Bill Watkin, sixth-form colleges

Putting aside serenity

He adds that the big challenge for the entire education sector is ensuring that young people get the same “breadth of experience in education this year” . 

“I think it’s very difficult for colleges to put on a full programme of curriculum offers this year. Mental and physical health support and enrichment activities are under threat. If they’re not delivered, a young person won’t have the same breadth of experience in education this year and that can have implications for their preparedness for adult to higher education,” he says. 

“That’s a big challenge for the sector but also for everybody involved in education at the moment. I do think that sixth-form colleges, because of their particular focus on an educational phase, and because of their economies of scale, are probably the best place of all sectors in education to cope.”

Watkin adds that sixth forms are also the best model to cater to the growing 16-18 population. 
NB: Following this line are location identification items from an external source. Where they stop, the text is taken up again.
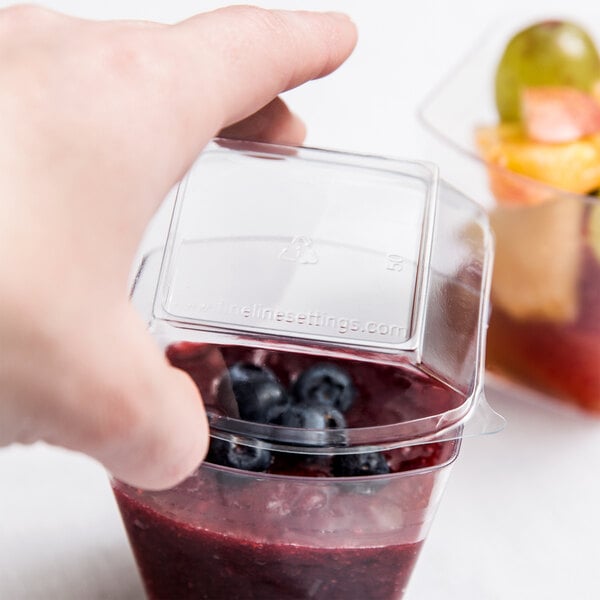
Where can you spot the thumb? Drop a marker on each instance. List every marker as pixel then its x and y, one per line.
pixel 144 419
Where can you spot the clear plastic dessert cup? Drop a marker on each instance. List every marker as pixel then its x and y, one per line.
pixel 331 309
pixel 544 331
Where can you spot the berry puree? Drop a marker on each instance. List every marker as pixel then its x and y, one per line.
pixel 259 523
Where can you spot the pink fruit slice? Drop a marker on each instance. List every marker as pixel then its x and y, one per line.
pixel 559 114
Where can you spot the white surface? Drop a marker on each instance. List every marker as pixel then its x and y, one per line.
pixel 520 516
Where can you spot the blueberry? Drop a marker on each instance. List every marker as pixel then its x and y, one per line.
pixel 327 384
pixel 355 465
pixel 259 395
pixel 239 456
pixel 316 416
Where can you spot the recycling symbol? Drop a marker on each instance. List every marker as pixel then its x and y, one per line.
pixel 300 250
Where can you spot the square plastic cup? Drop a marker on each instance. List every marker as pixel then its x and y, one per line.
pixel 300 284
pixel 544 331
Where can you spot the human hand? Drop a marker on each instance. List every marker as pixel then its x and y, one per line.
pixel 99 120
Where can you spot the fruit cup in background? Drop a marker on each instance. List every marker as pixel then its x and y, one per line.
pixel 526 105
pixel 331 309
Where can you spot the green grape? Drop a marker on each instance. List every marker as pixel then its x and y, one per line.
pixel 547 53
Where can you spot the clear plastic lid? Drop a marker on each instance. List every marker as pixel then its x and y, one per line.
pixel 327 252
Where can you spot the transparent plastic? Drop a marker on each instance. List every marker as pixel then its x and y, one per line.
pixel 544 332
pixel 286 260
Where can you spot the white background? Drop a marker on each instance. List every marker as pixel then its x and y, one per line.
pixel 520 516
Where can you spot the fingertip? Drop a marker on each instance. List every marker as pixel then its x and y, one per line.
pixel 173 441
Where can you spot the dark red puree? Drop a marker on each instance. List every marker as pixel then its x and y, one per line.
pixel 230 534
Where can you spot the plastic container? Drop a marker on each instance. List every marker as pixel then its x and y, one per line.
pixel 305 262
pixel 544 333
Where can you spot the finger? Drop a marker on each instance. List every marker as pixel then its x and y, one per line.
pixel 141 418
pixel 273 123
pixel 238 59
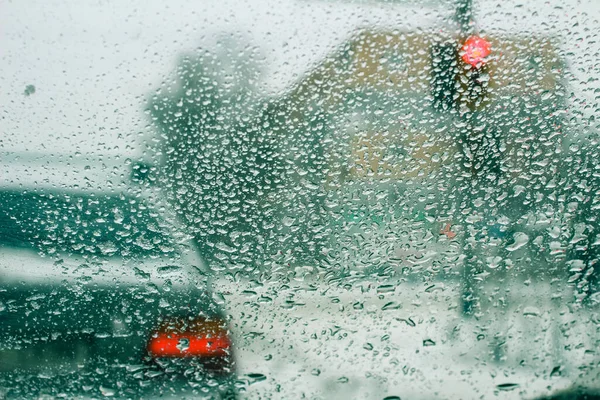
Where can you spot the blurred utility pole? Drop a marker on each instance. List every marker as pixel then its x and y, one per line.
pixel 464 17
pixel 475 148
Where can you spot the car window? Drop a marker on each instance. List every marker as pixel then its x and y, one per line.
pixel 90 225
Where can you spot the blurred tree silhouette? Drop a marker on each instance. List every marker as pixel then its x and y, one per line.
pixel 217 162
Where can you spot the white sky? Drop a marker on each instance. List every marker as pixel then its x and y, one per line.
pixel 94 62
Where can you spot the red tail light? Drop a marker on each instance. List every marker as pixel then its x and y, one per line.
pixel 179 338
pixel 475 50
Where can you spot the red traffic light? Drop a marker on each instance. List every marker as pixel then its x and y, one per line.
pixel 475 50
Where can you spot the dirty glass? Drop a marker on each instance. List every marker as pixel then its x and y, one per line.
pixel 322 199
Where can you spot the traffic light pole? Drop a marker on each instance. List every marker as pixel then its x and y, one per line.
pixel 464 20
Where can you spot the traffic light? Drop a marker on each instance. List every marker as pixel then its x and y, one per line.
pixel 459 74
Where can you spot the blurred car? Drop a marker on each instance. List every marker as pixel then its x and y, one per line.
pixel 102 295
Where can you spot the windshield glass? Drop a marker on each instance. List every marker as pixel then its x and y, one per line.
pixel 377 199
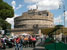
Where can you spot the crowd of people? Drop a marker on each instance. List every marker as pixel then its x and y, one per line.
pixel 18 42
pixel 25 41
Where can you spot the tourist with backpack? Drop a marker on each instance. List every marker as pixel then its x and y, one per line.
pixel 17 41
pixel 33 41
pixel 26 41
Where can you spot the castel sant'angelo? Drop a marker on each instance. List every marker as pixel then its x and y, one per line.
pixel 32 21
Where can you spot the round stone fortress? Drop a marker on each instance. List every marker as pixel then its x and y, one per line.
pixel 32 21
pixel 34 18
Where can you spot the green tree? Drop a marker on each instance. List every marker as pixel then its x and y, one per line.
pixel 5 10
pixel 4 24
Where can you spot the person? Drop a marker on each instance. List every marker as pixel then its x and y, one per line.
pixel 1 45
pixel 17 41
pixel 30 41
pixel 26 41
pixel 33 41
pixel 21 42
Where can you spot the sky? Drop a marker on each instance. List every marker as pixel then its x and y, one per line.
pixel 54 6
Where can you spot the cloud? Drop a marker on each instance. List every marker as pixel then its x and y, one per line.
pixel 11 20
pixel 19 6
pixel 44 4
pixel 58 20
pixel 14 5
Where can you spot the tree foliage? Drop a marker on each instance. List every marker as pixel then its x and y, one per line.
pixel 4 24
pixel 6 10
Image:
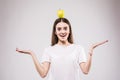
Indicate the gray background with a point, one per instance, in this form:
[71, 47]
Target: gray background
[27, 24]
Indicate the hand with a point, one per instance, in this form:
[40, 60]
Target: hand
[24, 51]
[96, 45]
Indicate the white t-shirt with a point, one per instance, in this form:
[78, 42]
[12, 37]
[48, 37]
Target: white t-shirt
[64, 61]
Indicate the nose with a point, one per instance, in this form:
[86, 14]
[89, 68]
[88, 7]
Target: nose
[62, 31]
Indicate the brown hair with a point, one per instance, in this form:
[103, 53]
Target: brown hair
[54, 36]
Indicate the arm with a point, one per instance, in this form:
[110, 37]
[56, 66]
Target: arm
[41, 68]
[85, 66]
“It seems to me that as the population of 16- to 18-year-olds grows, one of the ways in which the government might look to ensure that we’ve got the right kind of capacity to accommodate all these extra young people is looking at creating more sixth-form colleges: it is the best model, the most cost-effective, the most efficient, the most appropriate place for students to go.”

Whatever suspicions there were about Watkins’ intentions for the sixth-form sector, they have long been banished. He may come across as a calm and collected leader, but he’s clearly passionate about the power of sixth-form education.

When asked about his leadership style, Watkin is modest. He says that people have told him he comes across as “serene and placid”. He says that he recognises that other people have fantastic ideas and skill sets - and that he is perfectly happy to defer to the expertise of others where necessary and appropriate.

“But I think there have been moments in my professional life when I think it has been very important to put aside that serenity. This summer was one of them,” he says.